Although these metrics are typically used to inform interactions with major donors, you can also use these insights to craft your broader GivingTuesday strategy. Demographic data, historical giving, and engagement metrics can help you decide how to segment your audience and construct your marketing strategy.
For example, if you’ve noticed that a large number of your supporters are younger people who live in a certain geographic area, you can create targeted social media campaigns that appeal to their communication preferences. Or, if you have a dedicated group of regular volunteers, you can create a segment and reach out to them ahead of GivingTuesday because they will likely be eager to donate to your cause.
You can also use your donor data analytics, along with more intentional relationship-building efforts, to secure mid-size and major gifts during the extended year-end fundraising season. This can help ensure that you’re maximizing your efforts throughout the entire year-end fundraising period, not just on GivingTuesday itself.
4. You can spend time strengthening donor relationships.

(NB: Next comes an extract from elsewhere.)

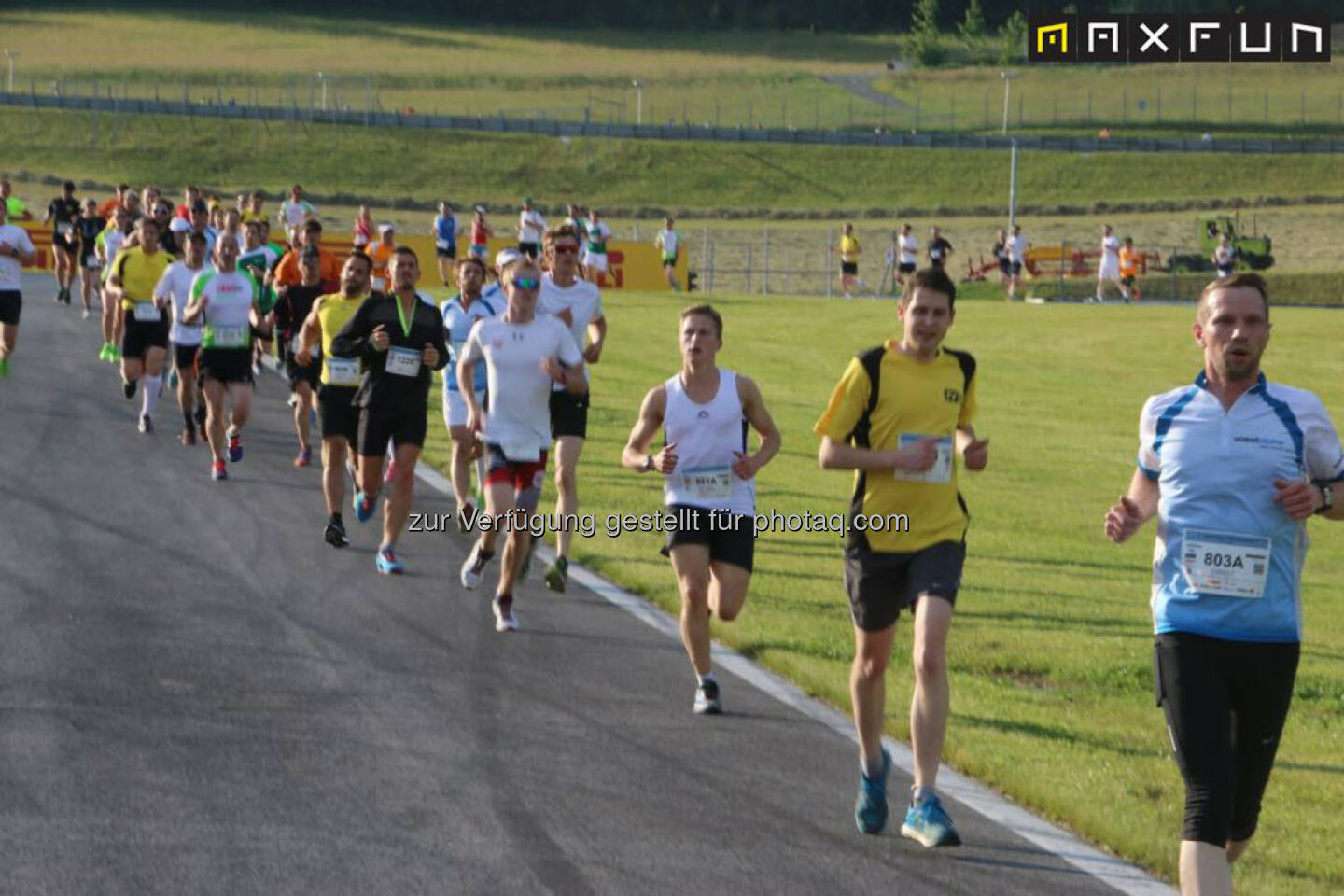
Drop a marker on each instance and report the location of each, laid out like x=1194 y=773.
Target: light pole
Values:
x=1007 y=77
x=11 y=55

Although individualized relationship-building strategies are particularly necessary when securing support from major donors, it’s important to conduct stewardship efforts with all of your nonprofit’s supporters. This approach helps boost your retention rate so you can spend less time and funds soliciting new donors throughout the year and more time planning an incredible GivingTuesday campaign.
To get started with your donor stewardship efforts, demonstrate your gratitude and commitment to supporters by:
- Meeting them where they are. Actively build a community by connecting with supporters through their preferred communication channels.
- Creating experiences that fulfill their needs. Listen to your supporters’ needs by sending surveys and polls where they can provide feedback. Be sure to actively incorporate their comments so they know their opinions matter.
- Frequently expressing appreciation. Demonstrate gratitude by not only sending thank-you notes, but also showing supporters how their contributions make a difference with stories and statistics.
While you should focus more personalized attention on your prospective major donors, with activities such as one-on-one phone calls and personal event invitations, the broader concepts of stewardship should apply across the board to all supporters. This will help you create a sustainable community of dedicated supporters ahead of Giving Tuesday. Plus, it will boost retention after the year-end season comes to a close.
Ultimately, there’s no reason to put off your Giving Tuesday planning. The sooner you get started, the better you can strategize around strengthening your support network and spreading the word about your campaign. Giving Tuesday quickly sneaks up on nonprofit professionals each year, but with an effective plan in place, you can make the most of this amazing annual opportunity. Good luck!